La Cour d’appel ne l’avait pas entendu ainsi au motif que, même si le support est inhabituel, les produits cosméto-textiles et la brume sont bien des cosmétiques puisqu’ils ont un lien, directement ou indirectement, avec la peau ; au surplus, ce sont des textiles de soin permettant de mincir, achetés par le consommateur non pas pour le textile mais pour son effet qui rentre dans le champ de la définition du cométique.

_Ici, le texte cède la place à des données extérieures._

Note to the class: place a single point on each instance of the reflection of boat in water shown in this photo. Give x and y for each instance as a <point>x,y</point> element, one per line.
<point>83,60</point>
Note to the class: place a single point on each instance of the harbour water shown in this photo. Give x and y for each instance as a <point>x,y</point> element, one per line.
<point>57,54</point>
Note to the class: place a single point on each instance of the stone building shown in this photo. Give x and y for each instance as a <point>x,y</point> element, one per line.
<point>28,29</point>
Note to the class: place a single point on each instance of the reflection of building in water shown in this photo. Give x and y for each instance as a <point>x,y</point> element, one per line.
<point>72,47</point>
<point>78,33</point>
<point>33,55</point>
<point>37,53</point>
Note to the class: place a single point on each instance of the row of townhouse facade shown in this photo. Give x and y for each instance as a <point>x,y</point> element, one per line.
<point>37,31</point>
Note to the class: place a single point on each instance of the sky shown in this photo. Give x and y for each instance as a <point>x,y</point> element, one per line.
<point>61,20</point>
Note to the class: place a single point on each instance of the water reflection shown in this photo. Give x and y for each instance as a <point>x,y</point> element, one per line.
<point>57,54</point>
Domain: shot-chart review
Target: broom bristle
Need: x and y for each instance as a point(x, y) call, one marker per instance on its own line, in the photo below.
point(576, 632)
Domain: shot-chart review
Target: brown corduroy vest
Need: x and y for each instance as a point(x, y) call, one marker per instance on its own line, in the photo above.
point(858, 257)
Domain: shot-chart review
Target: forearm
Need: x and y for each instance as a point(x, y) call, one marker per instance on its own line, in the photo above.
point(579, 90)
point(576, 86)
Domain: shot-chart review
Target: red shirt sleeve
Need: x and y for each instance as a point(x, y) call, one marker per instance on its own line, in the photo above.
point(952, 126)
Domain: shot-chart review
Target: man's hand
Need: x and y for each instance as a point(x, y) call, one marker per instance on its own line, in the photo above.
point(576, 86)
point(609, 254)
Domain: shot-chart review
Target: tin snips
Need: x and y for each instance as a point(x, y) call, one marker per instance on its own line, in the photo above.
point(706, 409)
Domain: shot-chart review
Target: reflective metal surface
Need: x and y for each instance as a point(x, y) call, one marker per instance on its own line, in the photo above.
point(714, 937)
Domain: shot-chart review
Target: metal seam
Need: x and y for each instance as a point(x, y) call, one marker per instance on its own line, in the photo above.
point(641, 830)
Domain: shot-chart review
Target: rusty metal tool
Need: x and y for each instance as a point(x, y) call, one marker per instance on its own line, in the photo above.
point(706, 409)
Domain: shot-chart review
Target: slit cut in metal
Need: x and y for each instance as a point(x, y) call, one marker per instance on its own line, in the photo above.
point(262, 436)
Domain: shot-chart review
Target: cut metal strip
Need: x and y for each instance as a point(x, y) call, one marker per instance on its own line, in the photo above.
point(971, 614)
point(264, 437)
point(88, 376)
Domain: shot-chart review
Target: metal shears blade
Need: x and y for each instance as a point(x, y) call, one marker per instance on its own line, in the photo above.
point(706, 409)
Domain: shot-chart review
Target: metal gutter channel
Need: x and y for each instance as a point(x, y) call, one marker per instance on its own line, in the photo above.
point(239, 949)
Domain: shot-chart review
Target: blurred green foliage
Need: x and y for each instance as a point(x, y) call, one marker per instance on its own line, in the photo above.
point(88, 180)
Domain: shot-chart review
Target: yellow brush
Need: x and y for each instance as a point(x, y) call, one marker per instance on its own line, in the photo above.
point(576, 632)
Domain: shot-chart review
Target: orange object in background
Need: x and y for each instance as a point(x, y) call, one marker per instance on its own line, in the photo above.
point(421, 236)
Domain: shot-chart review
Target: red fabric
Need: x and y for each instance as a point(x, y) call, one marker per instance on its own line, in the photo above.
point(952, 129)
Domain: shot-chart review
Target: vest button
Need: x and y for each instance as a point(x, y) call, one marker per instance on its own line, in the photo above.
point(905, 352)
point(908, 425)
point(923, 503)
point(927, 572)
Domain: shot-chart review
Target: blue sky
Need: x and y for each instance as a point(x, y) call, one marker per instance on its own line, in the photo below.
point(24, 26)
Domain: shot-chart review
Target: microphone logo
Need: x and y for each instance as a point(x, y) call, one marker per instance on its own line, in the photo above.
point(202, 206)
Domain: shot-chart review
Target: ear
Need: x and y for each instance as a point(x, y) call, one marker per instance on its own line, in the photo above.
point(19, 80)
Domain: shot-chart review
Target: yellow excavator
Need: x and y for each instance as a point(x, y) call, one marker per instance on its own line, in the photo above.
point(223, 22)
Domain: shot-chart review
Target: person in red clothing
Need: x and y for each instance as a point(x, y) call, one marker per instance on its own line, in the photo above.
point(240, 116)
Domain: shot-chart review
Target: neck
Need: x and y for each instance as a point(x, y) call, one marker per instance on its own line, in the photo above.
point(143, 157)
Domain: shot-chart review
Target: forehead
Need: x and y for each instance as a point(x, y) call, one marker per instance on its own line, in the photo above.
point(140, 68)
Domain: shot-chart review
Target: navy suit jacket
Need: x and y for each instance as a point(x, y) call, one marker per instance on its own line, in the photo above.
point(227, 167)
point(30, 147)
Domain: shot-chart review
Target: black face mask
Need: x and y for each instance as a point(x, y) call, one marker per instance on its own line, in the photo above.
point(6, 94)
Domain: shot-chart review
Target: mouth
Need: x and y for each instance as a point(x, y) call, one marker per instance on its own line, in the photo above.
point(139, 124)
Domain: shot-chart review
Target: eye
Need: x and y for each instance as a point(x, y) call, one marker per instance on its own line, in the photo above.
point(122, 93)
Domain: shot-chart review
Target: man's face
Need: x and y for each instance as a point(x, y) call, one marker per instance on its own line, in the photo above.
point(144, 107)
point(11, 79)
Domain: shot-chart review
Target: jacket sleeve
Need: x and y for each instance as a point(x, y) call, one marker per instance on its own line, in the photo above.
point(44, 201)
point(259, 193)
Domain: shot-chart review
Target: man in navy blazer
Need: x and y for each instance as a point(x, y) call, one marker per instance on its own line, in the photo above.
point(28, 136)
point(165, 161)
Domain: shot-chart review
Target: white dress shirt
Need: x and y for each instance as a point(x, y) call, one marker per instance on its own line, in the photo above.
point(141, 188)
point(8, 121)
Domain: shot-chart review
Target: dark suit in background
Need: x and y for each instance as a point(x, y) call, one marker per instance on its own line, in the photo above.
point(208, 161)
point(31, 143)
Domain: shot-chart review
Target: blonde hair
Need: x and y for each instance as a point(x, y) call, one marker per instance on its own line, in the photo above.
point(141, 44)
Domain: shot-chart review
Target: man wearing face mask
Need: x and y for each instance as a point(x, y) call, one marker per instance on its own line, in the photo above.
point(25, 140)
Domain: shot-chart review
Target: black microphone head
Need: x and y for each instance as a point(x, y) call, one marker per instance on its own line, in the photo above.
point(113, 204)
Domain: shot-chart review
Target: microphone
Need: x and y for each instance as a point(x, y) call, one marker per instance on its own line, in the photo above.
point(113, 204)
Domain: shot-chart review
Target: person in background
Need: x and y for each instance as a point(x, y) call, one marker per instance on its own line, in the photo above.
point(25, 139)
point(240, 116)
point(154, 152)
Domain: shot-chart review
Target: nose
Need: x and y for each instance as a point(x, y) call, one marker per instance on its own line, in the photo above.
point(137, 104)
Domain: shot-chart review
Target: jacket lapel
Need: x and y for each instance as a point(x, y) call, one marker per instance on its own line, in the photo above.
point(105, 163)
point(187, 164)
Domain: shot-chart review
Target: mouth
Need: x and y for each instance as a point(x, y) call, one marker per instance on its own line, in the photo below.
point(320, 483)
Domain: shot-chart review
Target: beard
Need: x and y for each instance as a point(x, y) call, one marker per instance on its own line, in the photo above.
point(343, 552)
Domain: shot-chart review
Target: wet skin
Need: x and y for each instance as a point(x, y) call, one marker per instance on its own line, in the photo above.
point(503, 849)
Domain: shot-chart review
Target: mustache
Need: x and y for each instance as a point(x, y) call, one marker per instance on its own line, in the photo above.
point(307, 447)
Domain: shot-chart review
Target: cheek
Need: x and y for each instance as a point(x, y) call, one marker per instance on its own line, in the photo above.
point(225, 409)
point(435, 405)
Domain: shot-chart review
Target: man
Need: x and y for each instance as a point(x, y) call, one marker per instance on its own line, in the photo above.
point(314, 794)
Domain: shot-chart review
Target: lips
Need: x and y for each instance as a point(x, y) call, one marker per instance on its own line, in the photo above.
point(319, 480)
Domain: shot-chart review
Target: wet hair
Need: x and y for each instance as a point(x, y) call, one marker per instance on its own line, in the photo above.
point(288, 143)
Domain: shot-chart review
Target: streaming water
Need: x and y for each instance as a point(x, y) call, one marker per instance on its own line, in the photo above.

Or, la Cour d’appel aurait dû rechercher, comme elle y était invitée, si les produits en cause destinés à procurer un effet amincissant par le port de vêtements, seuls produits pour lesquels il était justifié d’un usage sérieux, ne constituaient pas une sous-catégorie autonome au sein de la catégorie large des « cosmétiques ».

Ce faisant, la Cour de cassation fait écho à l’arrêt Ferrari de la CJUE auquel elle se réfère explicitement : si dans le libellé visé par la marque, les produits ou les services sont rassemblés au sein d’une catégorie large, susceptible d’être divisée en plusieurs sous-catégories autonomes, il est nécessaire d’exiger du titulaire, la preuve de l’exploitation de la marque pour chacune des sous-catégories autonomes. A défaut, cette marque peut être déchue pour les sous-catégories non exploitées.